Make the most of high-dividend stocks
Michael Fowlkes 04/07/2014
Investors love seeing dividends hit their portfolios. Owning a nice selection of dividend-paying stocks is the perfect way to add income to your portfolio, and spruce up the return on your investments.
Dividend-paying stocks are attractive for more reasons than just the periodic influx of cash, or reinvested stock, into your portfolio. Stocks that are solid dividend payers tend to be a bit more stable than the broader market. The dividends keep investors interested in the stock, and they are a signal that management has enough confidence in the company underlying business to return cash to its shareholders.

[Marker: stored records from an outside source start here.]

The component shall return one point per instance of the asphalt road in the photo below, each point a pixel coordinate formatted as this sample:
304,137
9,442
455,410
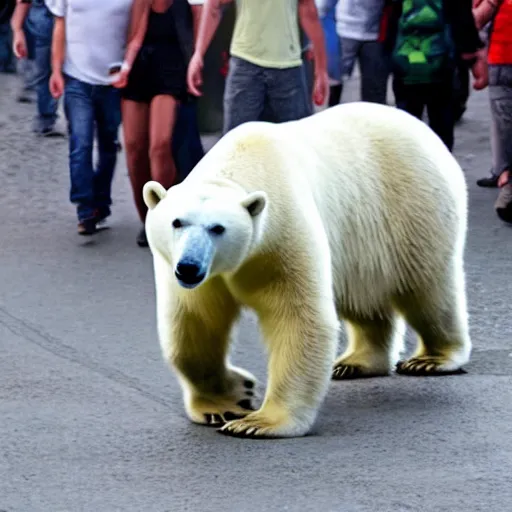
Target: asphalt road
91,419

When the markets run into trouble, one of the first places investors flee to is dividend stocks , so they also offer a bit of a cushion in a down market.
In summary, dividend-paying stocks tend to represent mature companies, with solid underlying businesses that have the confidence of management, which also happen to bring income into your portfolio. These are all very good reasons to consider investing in a basket of high-dividend paying stocks.

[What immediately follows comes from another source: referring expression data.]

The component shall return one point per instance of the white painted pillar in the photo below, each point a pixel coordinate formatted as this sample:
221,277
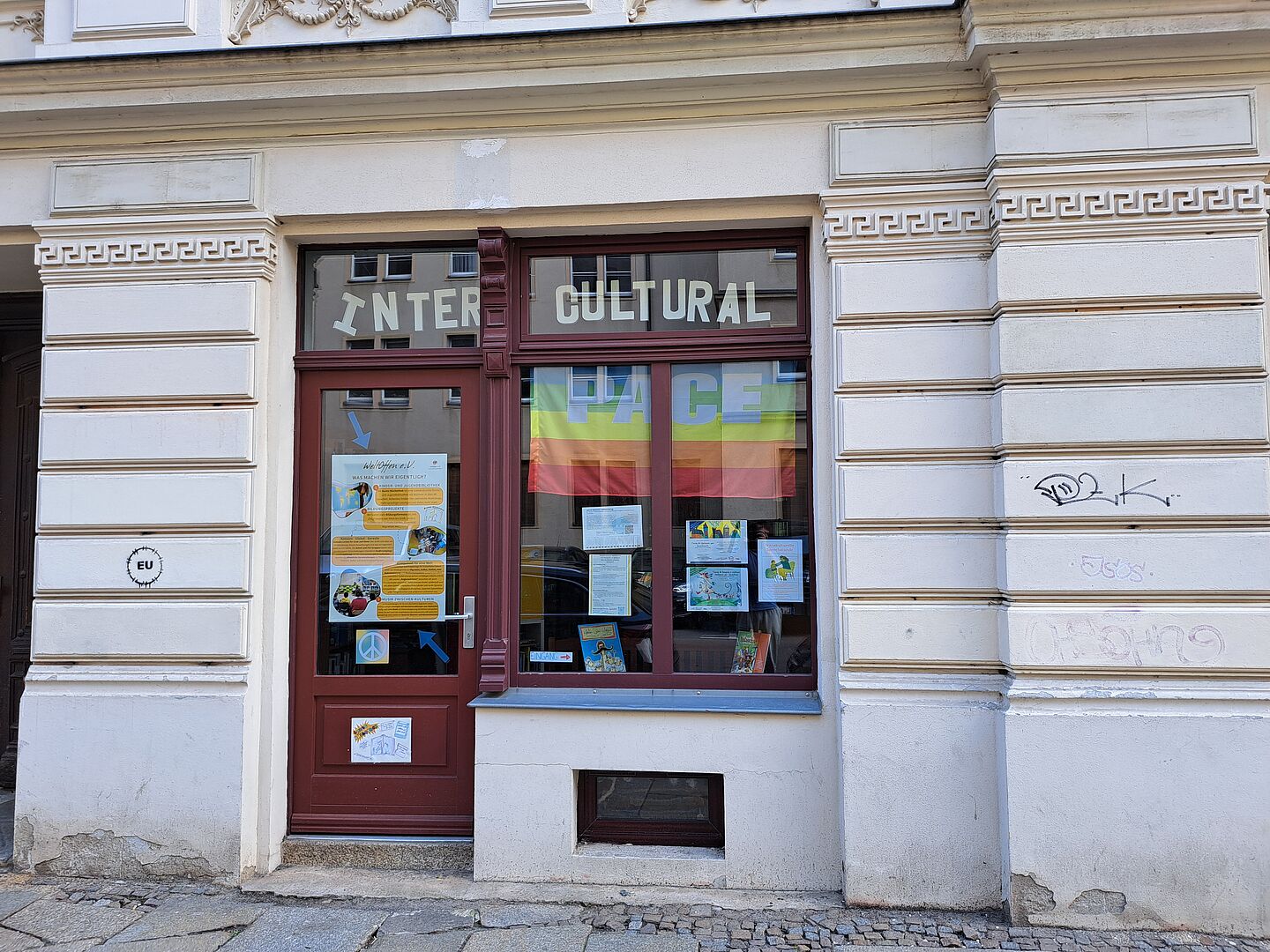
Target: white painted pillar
141,723
921,681
1129,282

However, one of the traits that make them so attractive is also a trait that can lead to investor frustration, which is their stability. As traders, we like to watch our stocks rise faster than the markets. But this is not exactly how stable stocks perform. If the market enjoys a sharp bullish rally, dividend stocks are likely to underperform, or at least not outperform the broader market. This is the tradeoff you accept in exchange for owning stocks that will lose less during a down market.
So the question that arises is how can we take advantage of the stability of high-dividend paying stocks, while at the same time boost our returns enough to outpace the broader market? The answer can be found in the options market, which allows us to set up hedged option trades on dividend stocks that have target returns much higher than you can expect should you simply buy the underlying security.

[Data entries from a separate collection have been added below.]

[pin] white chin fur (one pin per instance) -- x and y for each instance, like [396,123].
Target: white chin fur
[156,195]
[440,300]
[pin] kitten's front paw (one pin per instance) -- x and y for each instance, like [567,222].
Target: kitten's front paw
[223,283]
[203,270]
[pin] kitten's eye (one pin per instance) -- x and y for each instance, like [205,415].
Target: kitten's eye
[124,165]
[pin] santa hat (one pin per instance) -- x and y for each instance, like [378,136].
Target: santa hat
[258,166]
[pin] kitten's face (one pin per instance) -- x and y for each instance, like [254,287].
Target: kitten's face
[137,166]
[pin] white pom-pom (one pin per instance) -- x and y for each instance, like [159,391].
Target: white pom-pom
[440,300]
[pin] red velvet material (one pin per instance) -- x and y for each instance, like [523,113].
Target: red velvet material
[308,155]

To add another layer of security to our trade, we can opt to diversify our investment by trading a large basket of high-dividend stocks in just one trade by setting up a trade on the exchange-traded fund iShares Select Dividend ( DVY ).
DVY is set up to track the results of the Dow Jones U.S. Select Dividend Index, which is composed of the relatively high-dividend-paying stocks in the U.S. market.
The following stocks make up the fund's top five holdings, along with their current dividend yields:
- Lockheed Martin ( LMT ): 3.3% yield
- Chevron ( CVX ): 3.4% yield
- Entergy ( ETR ): 5.0% yield
- Philip Morris ( PM ): 4.6% yield
- Kimberly-Clark (KMB): 3.1% yield
As you can see from the above list, not only are you taking advantage of the stability of high-dividend paying stocks, but your investment is also spread over a diversified group of stocks.
In order to boost the potential return possible with a trade on DVY, we can set up a hedged trade on the ETF which would provide a good return even if DVY happens to trade lower during the life of the trade.
Chart courtesy of stockcharts.com
A nice hedged trade on DVY would be the September 65/69 bull put credit spread. To set up this trade, you would sell the September 69 put while buying the same number of September 65 puts for a credit of 30 cents. This trade has a target return of 8.1%, which is 17.5% on an annualized basis (for comparison purposes only). DVY is currently trading at $73.65, which gives this trade 5.9% downside protection.